ABSTRACT

And so farewell Marco Polo, at any rate for the time being. What can we claim to know about you that we did not know before? Or is it a merely a matter of knowing better what we do not know? You almost certainly existed; although in some respects the testimony of other men, such as Pipino and Peter of Abano, are more certain indications of this than is your book. Your name belongs not with one book but with several, or conceivably with none at all. To accept the last we must suppose Rustichello a liar, which is very possible, for he had both motive and literary precedent, and Pipino also, who did not. Pipino says you lived, you travelled and you wrote a book, and it can therefore be our working presumption that you did so. This does not mean we need believe a word of what you have to tell us in the book. The possibility remains that you went no further east than Iraq or Persia; but it is unlikely, and those who would portray you as a fraud must show it point by point. In any case, it matters less to us that you may not in fact have visited every place you claim because others like you certainly did.

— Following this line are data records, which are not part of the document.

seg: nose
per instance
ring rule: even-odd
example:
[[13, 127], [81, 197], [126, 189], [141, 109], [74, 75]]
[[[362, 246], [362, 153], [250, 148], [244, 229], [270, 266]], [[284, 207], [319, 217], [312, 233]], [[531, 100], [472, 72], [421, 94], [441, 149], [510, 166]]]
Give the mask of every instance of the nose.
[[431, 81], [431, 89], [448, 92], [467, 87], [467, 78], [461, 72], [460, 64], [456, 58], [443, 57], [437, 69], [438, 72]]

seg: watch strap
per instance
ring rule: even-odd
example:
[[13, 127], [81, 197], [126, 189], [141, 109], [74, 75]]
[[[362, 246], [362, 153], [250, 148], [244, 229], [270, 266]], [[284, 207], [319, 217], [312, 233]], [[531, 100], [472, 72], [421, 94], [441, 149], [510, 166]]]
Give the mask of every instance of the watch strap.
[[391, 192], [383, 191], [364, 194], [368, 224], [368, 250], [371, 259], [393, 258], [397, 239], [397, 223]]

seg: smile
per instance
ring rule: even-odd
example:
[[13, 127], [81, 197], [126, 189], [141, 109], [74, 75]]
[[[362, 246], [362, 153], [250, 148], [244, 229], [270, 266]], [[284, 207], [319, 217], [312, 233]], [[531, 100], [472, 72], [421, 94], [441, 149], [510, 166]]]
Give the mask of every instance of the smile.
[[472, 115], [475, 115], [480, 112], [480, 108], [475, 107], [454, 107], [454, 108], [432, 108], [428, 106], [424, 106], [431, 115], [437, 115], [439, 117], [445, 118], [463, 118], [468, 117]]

When you left you were a pioneer, your father and uncle even more so; but by the time of your return, twenty years on and more, you can have been less extraordinary. So it is not your travels that make you a remarkable man. You are different from the rest because you produced a book; writing up one's travels was not then a modish thing to do. We need a motive, and the best we have so far puts you and Rustichello in a Genoese prison cell in 1298. But this is only part of it. Once a basic text existed it was tinkered with by copyists and translators, a process in which you may well have had a part. As for the contents of your book, they show you to be very much a creature of your place and time. The place is Europe, not Asia; and, to the 179extent that it is possible to be more precise, the time is the end of the century rather than the years you were away. Posterity was to be more impressed than were your own contemporaries. And what this says to us about you all is now the most important feature of your book, more revealing than the tedious enumeration of Chinese cities or the stories we all have heard before. If we take your book on your terms and allow you to speak for yourself, many of us will be tempted to put it down and reach for something else, and we shall miss much of its historical importance.